The stunt is part of the institution’s Artist’s Choice series for which contemporary artists are invited to organize an exhibition drawn entirely from MoMA’s collection. But can museum employees be seen as part of the museum collection? Bel clearly thinks so.
“Bel shifted his focus from the artworks in the collection to MoMA’s staff,” a press release explained. “Eventually, Bel decided to turn his Artist’s Choice exhibition into a performance: MoMA Dance Company.”
The performance is inspired by the choreographer’s recent piece Company, Company, which features both amateur and professional dancers of different ages and backgrounds.
Additionally Bel wants each of the participating staffers to choreograph a brief solo dance of their choice.

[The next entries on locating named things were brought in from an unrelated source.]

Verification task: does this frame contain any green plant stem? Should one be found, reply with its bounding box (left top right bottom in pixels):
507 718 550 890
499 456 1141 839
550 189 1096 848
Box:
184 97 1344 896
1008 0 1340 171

Visitors will no doubt be treated to some cringe-worthy routines.
According to Bel, the guiding principle behind the idea is threefold: to subvert the concept of the dance company as an organization of virtuosity, to upend the expectations that art-viewing audiences have of the museum, and to challenge the focus of Artist’s Choice installations on objects.

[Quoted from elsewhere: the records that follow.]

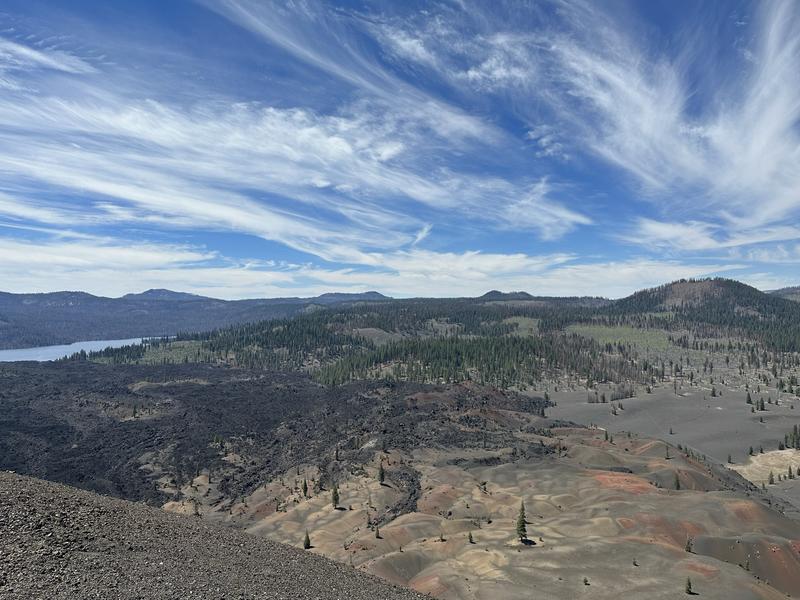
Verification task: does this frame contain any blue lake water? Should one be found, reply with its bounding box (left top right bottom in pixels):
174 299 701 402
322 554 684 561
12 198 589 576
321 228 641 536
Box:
0 338 142 362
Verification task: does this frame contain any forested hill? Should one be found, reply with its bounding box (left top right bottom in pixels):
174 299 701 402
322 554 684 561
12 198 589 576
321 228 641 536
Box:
598 278 800 352
0 290 387 349
770 285 800 302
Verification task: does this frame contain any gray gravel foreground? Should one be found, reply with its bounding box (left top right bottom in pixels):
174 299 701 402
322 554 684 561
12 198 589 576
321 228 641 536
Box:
0 472 426 600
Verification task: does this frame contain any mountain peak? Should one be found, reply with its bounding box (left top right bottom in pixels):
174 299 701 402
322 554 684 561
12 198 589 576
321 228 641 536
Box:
478 290 533 302
123 288 203 301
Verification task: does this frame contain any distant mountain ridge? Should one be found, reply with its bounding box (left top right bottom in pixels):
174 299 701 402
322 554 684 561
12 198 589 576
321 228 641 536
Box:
0 289 390 349
768 285 800 302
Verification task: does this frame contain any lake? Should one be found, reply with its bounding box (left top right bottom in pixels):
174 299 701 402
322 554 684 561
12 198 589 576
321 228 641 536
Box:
0 338 142 362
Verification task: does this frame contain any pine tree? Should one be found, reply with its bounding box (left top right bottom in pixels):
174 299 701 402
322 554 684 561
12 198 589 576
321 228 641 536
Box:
517 502 528 542
331 483 339 508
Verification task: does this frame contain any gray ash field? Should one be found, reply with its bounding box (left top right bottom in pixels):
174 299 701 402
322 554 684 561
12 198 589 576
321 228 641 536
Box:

Following the choreographer’s mantra of dance as a medium of free expression that belongs to everyone, the project explores the social potential of dance by bringing together different communities through joint movement, as well as suspending workplace hierarchies by bringing together junior and senior employees in a place where their position within the rigid organizational structure is replaced by the fluidity of dance performance.
The MoMA Dance Company will perform during public hours in the Donald B. and Catherine C. Marron Atrium from October 27-October 31, 2016.